Our Policies/The Safe Society/
Rural Safety Policy
At a glance
DA RURAL SAFETY POLICY – “PROTECTING SA’S HEARTLAND”
Documents to Download
- MDU- DA Putting farming first.pdf (393 kb)
Farm attacks have been an increasing phenomenon since 1994 to the extent that by 2001 these attacks peaked at close to 1000 per year. There has been a general decline since, but Gauteng, Free State and Kwa-Zulu Natal still see increasing incidents of attack. Farmers and farm workers continue to be viewed by criminal elements as soft targets due to the large distances between farms and because many rural residents are often older and therefore more vulnerable. The sad reality is that despite most farm attacks being motivated by robbery these are in many instances carried out in an extremely brutal manner, with many such incidents characterised by senseless acts of violence. There is therefore an urgent need in rural areas for a new and innovative strategy to prevent such attacks from occurring in the future and to ensure the speedy apprehension of perpetrators.

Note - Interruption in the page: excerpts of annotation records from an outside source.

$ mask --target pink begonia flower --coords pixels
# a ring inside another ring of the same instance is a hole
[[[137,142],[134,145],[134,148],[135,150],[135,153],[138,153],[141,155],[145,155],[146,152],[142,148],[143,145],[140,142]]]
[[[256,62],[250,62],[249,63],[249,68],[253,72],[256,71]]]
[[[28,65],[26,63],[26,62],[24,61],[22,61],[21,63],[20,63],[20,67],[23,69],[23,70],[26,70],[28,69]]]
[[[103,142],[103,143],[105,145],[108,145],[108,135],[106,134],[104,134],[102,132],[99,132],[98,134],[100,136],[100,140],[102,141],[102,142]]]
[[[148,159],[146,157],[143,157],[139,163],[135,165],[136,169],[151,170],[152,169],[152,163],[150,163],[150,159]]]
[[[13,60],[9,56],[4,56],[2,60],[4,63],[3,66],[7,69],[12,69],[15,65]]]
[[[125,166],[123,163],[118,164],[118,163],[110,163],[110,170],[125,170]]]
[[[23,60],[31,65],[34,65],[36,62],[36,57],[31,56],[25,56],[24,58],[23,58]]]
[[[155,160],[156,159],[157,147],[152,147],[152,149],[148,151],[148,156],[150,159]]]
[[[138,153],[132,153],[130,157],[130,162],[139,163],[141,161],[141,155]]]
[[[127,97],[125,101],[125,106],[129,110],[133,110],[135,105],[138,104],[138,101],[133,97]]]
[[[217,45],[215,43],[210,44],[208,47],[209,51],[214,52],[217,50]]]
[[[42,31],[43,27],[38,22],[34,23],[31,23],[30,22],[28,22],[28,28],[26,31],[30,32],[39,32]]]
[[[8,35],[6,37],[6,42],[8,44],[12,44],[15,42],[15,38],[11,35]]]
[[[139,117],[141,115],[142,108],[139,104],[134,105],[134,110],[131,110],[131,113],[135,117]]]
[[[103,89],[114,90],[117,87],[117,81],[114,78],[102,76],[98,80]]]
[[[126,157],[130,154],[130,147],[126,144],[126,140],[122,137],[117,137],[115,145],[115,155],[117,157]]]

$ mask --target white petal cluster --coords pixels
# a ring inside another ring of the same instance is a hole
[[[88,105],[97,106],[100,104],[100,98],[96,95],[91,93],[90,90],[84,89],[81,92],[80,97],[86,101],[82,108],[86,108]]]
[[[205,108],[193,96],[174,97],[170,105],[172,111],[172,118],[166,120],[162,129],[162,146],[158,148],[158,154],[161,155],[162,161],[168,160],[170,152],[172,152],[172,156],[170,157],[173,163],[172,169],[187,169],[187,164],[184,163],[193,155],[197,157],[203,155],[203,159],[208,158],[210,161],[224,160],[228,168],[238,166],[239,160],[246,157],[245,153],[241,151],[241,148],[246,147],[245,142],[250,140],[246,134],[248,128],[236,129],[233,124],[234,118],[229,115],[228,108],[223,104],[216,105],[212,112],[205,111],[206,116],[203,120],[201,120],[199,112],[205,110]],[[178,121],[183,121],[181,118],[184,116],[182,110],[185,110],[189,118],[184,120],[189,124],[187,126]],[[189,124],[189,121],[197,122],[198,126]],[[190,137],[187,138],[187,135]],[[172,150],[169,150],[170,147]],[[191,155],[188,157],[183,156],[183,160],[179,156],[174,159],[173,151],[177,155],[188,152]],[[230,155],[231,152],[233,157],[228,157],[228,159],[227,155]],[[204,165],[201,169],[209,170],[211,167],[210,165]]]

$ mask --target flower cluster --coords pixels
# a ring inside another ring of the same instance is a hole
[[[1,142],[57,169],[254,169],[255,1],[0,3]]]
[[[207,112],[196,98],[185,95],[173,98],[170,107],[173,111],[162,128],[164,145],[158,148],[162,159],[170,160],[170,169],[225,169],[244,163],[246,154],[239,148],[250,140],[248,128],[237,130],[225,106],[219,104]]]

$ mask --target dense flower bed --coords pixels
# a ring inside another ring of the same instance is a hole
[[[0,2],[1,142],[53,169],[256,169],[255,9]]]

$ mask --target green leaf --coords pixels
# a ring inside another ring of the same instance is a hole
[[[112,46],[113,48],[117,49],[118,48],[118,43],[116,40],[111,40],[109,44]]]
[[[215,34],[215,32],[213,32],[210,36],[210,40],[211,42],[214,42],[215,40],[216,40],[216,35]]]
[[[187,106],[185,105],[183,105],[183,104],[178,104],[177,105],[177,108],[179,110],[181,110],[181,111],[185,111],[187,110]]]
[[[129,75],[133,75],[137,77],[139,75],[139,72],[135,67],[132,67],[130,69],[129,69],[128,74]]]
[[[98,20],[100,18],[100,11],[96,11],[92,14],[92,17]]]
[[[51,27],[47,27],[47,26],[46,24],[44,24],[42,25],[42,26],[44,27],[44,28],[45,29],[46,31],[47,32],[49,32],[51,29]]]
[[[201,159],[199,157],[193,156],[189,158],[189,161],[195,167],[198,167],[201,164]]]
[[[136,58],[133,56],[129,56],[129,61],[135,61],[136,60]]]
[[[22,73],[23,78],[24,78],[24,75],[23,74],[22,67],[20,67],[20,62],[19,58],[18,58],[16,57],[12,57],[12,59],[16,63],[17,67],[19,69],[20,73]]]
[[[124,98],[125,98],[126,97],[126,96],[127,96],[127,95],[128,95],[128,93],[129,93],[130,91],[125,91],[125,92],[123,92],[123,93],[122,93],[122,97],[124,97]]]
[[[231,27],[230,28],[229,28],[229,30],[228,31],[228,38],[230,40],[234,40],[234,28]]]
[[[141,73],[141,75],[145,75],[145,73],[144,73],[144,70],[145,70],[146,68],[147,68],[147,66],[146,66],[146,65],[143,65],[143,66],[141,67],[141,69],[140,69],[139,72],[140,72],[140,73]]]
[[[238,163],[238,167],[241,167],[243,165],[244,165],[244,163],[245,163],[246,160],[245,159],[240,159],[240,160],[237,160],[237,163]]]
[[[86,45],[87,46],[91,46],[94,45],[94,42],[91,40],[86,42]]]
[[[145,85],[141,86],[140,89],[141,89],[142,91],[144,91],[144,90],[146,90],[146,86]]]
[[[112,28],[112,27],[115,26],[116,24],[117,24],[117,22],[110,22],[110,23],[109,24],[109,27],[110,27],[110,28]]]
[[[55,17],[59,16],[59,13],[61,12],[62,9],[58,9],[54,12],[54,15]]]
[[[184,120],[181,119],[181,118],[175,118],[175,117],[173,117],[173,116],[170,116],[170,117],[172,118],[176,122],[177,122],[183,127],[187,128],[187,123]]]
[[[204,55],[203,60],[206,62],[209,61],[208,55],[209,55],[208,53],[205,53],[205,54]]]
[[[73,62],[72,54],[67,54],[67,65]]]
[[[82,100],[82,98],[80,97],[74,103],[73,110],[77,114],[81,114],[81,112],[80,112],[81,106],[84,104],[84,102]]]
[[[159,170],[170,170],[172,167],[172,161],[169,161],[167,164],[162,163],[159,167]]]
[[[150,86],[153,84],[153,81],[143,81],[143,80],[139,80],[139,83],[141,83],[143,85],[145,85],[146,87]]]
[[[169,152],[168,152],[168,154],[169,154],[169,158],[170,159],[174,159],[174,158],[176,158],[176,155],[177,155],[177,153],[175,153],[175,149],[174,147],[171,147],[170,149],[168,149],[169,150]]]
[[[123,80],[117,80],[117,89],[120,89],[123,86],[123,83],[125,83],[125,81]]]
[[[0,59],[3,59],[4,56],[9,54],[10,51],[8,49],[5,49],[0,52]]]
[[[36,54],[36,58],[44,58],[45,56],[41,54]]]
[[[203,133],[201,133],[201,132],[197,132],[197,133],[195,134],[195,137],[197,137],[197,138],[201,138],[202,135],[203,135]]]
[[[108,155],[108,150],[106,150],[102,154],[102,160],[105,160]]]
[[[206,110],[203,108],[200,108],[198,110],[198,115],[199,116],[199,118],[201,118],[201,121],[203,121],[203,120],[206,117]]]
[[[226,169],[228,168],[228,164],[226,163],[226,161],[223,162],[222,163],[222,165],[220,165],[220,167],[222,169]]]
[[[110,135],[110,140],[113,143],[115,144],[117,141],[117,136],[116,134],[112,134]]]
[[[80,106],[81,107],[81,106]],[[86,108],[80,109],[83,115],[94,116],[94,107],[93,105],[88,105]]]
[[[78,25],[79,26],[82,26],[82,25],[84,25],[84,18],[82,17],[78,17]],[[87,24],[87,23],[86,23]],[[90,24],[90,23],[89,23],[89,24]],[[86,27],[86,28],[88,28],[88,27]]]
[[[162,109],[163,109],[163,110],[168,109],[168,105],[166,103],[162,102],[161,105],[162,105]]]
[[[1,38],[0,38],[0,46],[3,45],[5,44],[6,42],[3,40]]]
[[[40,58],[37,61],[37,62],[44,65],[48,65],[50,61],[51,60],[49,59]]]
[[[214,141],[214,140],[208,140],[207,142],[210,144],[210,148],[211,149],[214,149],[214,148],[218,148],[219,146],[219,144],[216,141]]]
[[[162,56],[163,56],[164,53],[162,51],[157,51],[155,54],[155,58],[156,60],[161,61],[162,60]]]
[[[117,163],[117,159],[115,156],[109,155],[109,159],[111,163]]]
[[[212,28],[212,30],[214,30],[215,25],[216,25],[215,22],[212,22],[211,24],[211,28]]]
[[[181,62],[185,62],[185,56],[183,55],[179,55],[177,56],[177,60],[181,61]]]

The DAs proposes a new approach to rural safety that will put the protection of all rural communities at the heart of its approach. The need for a new rural safety strategy is made even more acute by the fact that the commando system will be phased out by the government by 2009. In order to fill the vacuum left by the phasing out of the commando system, the DA proposes the following:
1. Measures to strengthen the SAPS area crime combating units and sector policing system in rural areas.
2. The establishment of a new specialised Border and Rural Safety Division within the SAPS.
3. The creation of a SAPS Rural Intelligence Centre.
4. Developing the post of Divisional Commissioner for Border and Rural Safety to coordinate these new structures.
The centre piece of the DA proposal is the creation of a SAPS Border and Rural Safety Division. This division will be directly accountable for all aspects of rural safety. One of its key functions will be the coordination of the 5 specialised rural reaction units and a rural intelligence centre. The rural intelligence centre will analyse crime trends in rural areas and then deploy one of the rural reactions units to where it is most needed. The members of these units will receive specialised paramilitary training that will enable them to stabilise an area in a short time and prevent further attacks. The DA’s plan will see these specialised units complement and strengthen, rather than compete with, the existing sector policing structures and area crime combating units in rural areas.
The budget for this new division will come from the SAPS crime prevention and operations budget and will require an initial allocation of between 100-150 SAPS members. The DA believes that this is a practical and sustainable plan that is absolutely critical in the fight against crime in South Africa’s rural heartland.